Setting up an xcpu (really, xcpu2) cluster This writeup fron Ron, and it is being done in real time as I set up a small cluster in my house. This section describes setting up an xcpu cluster, with the xcpu2 variant of xcpu. We're using xcpu2 because it of its support for user namespaces. All that really means is that when you run a program, from your working directory, all the files are visible to your programs on the cluster node -- without you, or the sysadmin, or anyone, having to set up mount points. Xcpu2 is so much more convenient that I've moved to it exclusively. This is a an ultralight version. All you need is a kernel and initrd. In practice we've built initrd's as small as 1.5 Mbytes. We can make them smaller, we believe. Lguest guests boot in < 2 seconds with this setup. You no longer need to download more than one thing -- i.e., you download onesis, and, when you follow these instructions, xcpu2 is downloaded and built automatically. So here we go!

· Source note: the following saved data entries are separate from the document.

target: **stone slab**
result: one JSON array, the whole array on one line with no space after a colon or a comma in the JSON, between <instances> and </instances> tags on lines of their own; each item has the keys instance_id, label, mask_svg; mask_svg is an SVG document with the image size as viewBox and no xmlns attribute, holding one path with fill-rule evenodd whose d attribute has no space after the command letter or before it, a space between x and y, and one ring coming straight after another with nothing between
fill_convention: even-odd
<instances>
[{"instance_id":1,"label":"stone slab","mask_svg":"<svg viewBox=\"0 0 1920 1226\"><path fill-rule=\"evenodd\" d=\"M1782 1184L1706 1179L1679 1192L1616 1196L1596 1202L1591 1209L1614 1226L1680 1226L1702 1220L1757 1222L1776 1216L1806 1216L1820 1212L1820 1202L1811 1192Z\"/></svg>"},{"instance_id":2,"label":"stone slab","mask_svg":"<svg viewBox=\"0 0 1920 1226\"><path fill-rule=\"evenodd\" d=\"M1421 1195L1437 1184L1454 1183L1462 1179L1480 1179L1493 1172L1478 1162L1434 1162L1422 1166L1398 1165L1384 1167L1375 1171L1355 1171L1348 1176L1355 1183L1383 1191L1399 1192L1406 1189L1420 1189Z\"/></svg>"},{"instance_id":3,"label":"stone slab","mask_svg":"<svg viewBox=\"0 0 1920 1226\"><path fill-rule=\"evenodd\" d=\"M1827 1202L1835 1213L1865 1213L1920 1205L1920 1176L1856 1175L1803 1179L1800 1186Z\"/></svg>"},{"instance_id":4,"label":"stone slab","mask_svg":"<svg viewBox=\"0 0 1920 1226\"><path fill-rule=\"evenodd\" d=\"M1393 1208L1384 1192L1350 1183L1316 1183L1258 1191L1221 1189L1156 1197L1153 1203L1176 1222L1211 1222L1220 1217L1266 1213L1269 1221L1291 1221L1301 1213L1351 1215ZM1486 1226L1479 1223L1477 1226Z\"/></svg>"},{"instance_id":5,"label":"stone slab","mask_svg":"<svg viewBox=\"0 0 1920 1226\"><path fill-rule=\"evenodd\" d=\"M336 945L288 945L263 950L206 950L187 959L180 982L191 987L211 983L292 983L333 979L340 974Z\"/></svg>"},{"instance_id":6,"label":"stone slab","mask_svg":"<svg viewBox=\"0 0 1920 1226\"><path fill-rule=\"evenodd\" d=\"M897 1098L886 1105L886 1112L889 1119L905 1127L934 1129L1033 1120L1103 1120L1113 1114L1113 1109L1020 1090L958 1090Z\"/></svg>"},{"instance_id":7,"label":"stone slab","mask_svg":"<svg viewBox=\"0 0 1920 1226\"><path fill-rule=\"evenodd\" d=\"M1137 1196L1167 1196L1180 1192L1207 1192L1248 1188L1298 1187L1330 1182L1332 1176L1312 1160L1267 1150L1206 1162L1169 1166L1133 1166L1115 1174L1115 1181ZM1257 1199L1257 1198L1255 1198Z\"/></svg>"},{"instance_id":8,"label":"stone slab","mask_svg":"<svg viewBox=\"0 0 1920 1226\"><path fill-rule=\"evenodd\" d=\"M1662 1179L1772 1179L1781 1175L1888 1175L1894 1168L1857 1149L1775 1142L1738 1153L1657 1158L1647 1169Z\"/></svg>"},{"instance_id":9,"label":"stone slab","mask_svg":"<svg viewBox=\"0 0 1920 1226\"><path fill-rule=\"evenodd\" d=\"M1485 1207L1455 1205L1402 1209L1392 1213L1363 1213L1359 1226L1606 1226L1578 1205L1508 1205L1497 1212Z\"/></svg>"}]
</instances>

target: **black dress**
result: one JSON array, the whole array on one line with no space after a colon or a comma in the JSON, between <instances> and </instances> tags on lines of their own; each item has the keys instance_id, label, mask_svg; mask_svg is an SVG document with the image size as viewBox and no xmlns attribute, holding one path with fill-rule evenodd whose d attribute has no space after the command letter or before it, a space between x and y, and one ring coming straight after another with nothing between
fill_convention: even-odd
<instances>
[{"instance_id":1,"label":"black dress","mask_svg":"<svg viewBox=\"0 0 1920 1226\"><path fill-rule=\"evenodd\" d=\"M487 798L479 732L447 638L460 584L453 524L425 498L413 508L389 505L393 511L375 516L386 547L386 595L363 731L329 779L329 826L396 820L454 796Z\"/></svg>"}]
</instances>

You need to provide the kernel. We may in future provide a sample kernel, but it's hard to get a universal kernel nowadays in Linux. So these instructions assume you have a kernel which you will use.

Download and install oneSIS

First, you are going to need a standard OneSIS distro. Because this is systems software and you need to generate an initrd with device files in it, you might as well do this step as root.

sudo su

svn co https://onesis.svn.sourceforge.net/svnroot/onesis/trunk

mv trunk onesis (what's the automagic command to do get a useful name?)

cd onesis

make xcpu-tarball

You don't need this but it avoids picky error messages

make ramfs-tarball

make install

This gets basic OneSIS functionality. You are now ready to build an xcpu2 cluster node. We are using 2.6.25.1 for our kernels.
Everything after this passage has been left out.